James Rodger (Postdoctoral fellow, Stellenbosch University)
Host: Prof. Cang Hui (Stellenbosch University)
Biography
James Rodger grew up in Johannesburg, where he completed his BSc and BSc Honours degrees at the University of the Witwatersrand. He moved to Pietermaritzburg, where he completed his PhD in Botany, and has since been a postdoc in Uppsala in Sweden, Lausanne in Switzerland and Stellenbosch in South Africa. He loves getting to grips with how nature works, devising novel experimental and analytical approaches to test hypotheses, and hunting for the words to communicate scientific ideas. He spends his spare time botanising, trailrunning, hiking, swing dancing, reading and listening to music.
Research
James researches the ecology and evolution of plant reproduction. His PhD focused on the role of self-fertilisation in the invasion of the lily, Lilium formosanum. His current projects include assessing the contribution of animal pollinators to reproduction in wild plants globally, the contribution of pollen dispersal distance to spread rate in invasive plants (through former MSc student Tremaine Robertson) and the effect of pollination success on extinction risk in plants. He is especially interested in how pollination success declines as the density or population size of plants decreases (pollen limitation Allee effects) and how this effect is mitigated by self-fertilisation.
Contact
ResearchGate: https://www.researchgate.net
Google Scholar:
https://scholar.google.co.za/citations?user=cua6rEQAAAAJ&hl=en
Personal Website:https://rodgerjg.wixsite.com/james-rodger
Selected Publications
Bennett, J.M., Steets, J.A., Burns, J.H., Durka, W., Vamosi, J.C., Arceo-Gómez, G., Burd, M., Burkle, L.A., Ellis, A.G., Freitas, L., Li, J., Rodger, J.G ., Wolowski, M., Xia, J., Ashman, T-L. & Knight, T.M. (2018). GloPL, a global data base on pollen limitation of plant reproduction. Scientific Data, 5 180249.

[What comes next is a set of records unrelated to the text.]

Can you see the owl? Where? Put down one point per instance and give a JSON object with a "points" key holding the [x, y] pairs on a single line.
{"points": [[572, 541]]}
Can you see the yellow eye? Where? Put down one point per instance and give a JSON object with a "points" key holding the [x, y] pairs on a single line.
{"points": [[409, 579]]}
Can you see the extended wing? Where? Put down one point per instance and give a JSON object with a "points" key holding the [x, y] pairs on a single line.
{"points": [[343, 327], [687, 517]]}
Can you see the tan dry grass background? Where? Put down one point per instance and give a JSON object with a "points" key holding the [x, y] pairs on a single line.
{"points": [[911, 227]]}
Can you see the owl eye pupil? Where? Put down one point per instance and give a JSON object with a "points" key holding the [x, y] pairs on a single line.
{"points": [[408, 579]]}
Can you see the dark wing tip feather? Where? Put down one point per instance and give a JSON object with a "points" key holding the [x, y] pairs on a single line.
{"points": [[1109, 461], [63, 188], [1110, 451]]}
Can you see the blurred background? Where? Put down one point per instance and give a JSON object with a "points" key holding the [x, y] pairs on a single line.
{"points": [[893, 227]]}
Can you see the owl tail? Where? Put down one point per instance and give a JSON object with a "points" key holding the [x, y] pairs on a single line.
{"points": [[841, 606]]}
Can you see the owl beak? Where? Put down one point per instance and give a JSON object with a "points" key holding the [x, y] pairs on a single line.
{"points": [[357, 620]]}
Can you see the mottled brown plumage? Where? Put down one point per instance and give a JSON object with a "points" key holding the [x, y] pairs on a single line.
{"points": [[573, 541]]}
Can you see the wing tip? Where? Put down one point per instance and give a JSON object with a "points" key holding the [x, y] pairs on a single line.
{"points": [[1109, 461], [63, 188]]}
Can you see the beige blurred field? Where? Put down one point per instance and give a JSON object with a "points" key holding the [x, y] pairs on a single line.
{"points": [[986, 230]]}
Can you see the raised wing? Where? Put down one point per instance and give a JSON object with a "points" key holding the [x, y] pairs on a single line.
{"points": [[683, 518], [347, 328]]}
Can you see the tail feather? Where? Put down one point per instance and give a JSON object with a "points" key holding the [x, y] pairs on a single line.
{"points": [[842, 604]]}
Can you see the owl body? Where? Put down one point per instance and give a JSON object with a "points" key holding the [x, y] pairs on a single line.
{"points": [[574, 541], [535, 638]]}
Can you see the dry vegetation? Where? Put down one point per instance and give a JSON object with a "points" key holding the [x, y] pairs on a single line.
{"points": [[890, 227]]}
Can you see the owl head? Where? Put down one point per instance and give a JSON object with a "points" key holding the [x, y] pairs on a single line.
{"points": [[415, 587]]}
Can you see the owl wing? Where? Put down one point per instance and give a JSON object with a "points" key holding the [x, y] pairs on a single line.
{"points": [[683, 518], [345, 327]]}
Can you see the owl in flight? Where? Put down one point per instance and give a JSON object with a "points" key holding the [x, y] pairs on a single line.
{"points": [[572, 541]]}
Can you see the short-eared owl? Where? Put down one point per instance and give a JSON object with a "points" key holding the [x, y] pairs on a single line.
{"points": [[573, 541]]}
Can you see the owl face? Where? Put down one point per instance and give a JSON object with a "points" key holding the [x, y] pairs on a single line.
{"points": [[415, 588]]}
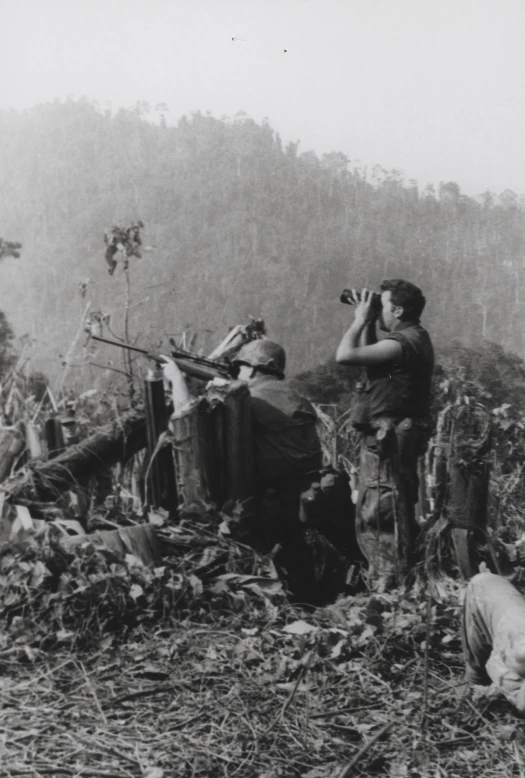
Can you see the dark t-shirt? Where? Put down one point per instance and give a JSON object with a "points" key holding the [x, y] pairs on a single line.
{"points": [[284, 430], [402, 389]]}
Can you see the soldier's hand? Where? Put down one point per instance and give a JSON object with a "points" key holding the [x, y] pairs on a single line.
{"points": [[364, 311]]}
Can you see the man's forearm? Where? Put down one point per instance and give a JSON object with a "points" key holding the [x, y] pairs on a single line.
{"points": [[369, 334], [350, 340]]}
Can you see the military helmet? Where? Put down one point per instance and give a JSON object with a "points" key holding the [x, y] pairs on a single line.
{"points": [[262, 353]]}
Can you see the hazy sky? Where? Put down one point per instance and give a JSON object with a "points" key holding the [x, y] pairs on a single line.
{"points": [[432, 87]]}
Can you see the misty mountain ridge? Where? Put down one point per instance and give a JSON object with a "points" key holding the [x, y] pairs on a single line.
{"points": [[236, 225]]}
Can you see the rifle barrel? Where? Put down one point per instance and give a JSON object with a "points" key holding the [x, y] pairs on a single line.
{"points": [[198, 367]]}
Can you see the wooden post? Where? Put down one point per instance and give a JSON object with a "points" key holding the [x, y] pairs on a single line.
{"points": [[237, 461], [54, 437], [469, 470], [11, 445], [161, 488], [189, 451], [33, 444]]}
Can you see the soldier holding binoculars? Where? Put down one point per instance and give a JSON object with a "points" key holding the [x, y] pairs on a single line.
{"points": [[391, 409]]}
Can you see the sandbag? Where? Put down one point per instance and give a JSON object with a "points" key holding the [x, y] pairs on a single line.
{"points": [[141, 541]]}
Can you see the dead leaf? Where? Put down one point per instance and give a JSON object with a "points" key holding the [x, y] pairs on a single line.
{"points": [[300, 627]]}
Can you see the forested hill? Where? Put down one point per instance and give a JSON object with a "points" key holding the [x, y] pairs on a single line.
{"points": [[240, 225]]}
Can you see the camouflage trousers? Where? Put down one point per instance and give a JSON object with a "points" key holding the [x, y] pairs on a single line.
{"points": [[386, 526]]}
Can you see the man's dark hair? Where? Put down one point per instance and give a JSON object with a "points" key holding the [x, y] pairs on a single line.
{"points": [[407, 295]]}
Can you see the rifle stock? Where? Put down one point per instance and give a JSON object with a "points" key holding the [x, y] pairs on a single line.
{"points": [[192, 365]]}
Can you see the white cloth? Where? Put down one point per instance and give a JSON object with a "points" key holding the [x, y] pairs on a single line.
{"points": [[493, 636]]}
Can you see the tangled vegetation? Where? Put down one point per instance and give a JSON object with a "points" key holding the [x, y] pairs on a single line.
{"points": [[202, 666]]}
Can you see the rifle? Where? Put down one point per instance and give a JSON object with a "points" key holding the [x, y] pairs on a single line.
{"points": [[197, 367]]}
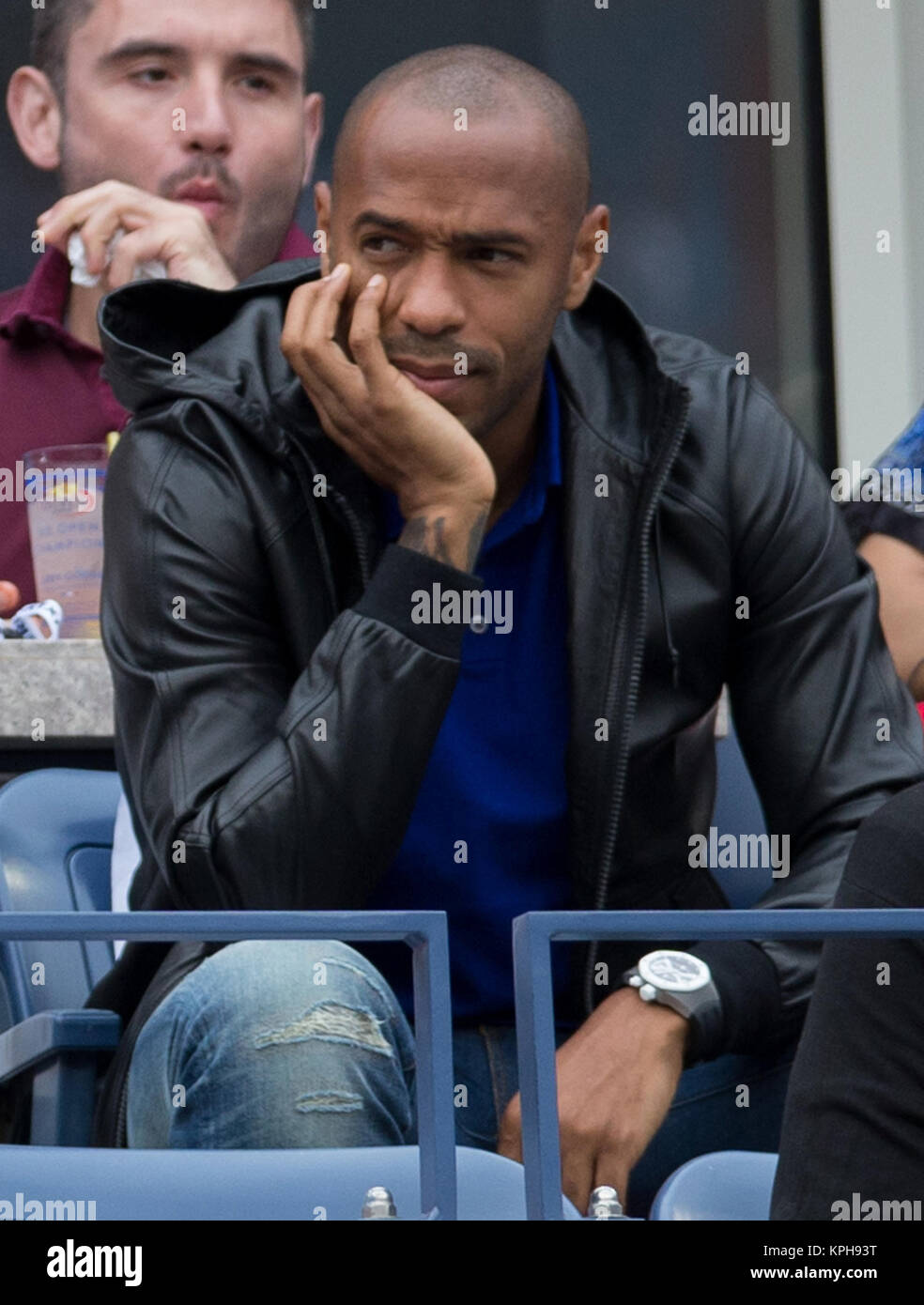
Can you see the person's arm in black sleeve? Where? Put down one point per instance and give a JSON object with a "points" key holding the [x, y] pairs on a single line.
{"points": [[826, 727], [258, 787]]}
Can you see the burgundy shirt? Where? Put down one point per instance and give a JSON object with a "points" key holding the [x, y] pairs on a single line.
{"points": [[51, 392]]}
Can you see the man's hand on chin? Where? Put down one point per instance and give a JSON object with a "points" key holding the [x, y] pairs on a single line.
{"points": [[616, 1078]]}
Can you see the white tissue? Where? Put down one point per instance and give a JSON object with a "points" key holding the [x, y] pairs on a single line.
{"points": [[151, 270]]}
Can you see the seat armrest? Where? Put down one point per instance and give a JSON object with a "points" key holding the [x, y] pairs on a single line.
{"points": [[47, 1036]]}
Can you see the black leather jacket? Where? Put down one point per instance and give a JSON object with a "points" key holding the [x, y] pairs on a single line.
{"points": [[295, 609]]}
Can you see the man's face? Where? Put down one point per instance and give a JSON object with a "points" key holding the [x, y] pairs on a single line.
{"points": [[475, 239], [170, 94]]}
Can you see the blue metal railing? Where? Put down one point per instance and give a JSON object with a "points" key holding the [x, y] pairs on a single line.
{"points": [[424, 930], [532, 934]]}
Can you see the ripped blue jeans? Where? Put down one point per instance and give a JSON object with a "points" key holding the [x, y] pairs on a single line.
{"points": [[303, 1044]]}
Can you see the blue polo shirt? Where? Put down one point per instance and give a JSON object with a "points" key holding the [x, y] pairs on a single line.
{"points": [[487, 838]]}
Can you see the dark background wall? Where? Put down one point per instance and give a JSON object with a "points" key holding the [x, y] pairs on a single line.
{"points": [[697, 230]]}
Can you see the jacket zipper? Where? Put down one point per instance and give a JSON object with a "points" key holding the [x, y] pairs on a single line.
{"points": [[632, 691]]}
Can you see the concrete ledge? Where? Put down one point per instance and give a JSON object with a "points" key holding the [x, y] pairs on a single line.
{"points": [[64, 684]]}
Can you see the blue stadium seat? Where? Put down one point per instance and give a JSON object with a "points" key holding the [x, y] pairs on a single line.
{"points": [[55, 847], [184, 1185], [733, 1185]]}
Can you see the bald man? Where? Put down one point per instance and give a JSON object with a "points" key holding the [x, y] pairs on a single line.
{"points": [[447, 559]]}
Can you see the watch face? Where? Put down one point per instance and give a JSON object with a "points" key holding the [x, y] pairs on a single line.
{"points": [[673, 971]]}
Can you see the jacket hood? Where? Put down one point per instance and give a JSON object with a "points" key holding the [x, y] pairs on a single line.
{"points": [[168, 340]]}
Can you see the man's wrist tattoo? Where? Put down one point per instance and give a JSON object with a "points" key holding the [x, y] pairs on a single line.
{"points": [[428, 535]]}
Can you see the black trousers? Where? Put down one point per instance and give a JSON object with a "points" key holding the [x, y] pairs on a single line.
{"points": [[854, 1118]]}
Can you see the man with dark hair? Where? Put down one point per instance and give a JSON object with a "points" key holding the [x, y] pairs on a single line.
{"points": [[465, 566], [57, 20], [186, 130]]}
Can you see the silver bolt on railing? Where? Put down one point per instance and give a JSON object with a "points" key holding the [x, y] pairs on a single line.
{"points": [[605, 1204], [378, 1205]]}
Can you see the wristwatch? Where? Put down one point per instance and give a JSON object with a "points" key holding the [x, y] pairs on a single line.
{"points": [[675, 979]]}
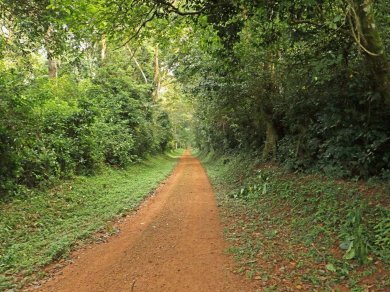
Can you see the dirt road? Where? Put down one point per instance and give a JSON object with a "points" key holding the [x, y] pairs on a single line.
{"points": [[174, 242]]}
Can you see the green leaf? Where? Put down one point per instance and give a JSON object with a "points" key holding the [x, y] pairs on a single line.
{"points": [[331, 267]]}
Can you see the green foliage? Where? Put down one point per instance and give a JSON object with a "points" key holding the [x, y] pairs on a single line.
{"points": [[45, 225], [337, 230], [53, 129]]}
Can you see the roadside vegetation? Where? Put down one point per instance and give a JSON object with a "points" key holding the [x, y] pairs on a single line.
{"points": [[301, 231], [44, 226], [302, 86]]}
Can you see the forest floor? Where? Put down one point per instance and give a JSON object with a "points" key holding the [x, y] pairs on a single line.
{"points": [[174, 242]]}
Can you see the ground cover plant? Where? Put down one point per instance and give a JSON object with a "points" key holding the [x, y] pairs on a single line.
{"points": [[301, 231], [43, 226]]}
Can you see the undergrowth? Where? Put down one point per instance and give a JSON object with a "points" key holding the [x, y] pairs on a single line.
{"points": [[302, 231], [43, 226]]}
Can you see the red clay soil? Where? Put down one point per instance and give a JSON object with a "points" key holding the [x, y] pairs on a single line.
{"points": [[174, 242]]}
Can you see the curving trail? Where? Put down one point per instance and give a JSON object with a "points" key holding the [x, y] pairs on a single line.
{"points": [[174, 242]]}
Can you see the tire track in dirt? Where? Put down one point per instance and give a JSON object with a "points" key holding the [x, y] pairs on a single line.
{"points": [[174, 242]]}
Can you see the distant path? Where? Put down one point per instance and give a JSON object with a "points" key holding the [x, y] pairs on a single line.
{"points": [[173, 243]]}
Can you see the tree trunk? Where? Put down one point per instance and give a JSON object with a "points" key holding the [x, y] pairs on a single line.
{"points": [[51, 61], [368, 38], [270, 145], [103, 48], [52, 67]]}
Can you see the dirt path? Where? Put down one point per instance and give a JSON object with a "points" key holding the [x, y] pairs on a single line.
{"points": [[173, 243]]}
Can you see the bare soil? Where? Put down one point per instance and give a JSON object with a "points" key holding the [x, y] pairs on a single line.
{"points": [[174, 242]]}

Rodger, J.G., Landi, P. & Hui, C. (2018). Heterogeneity in local density allows a positive evolutionary relationship between self-fertilisation and dispersal. Evolution, 72: 1784-1800.
Rodger, J.G. & Ellis, A.G. (2016). Distinct effects of pollinator-dependence and self-incompatibility on pollen limitation in South African biodiversity hotspots. Biology Letters, 12: 20160253.
Rodger, J.G., van Kleunen, M. & Johnson, S.D. (2013). Pollinators, mates and Allee effects: the importance of self-pollination for fecundity in an invasive lily. Functional Ecology, 27: 1023-1033.
Rodger, J.G., van Kleunen, M. & Johnson, S.D. (2010). Does specialized pollination impede plant invasions? International Journal of Plant Sciences, 171:382-391.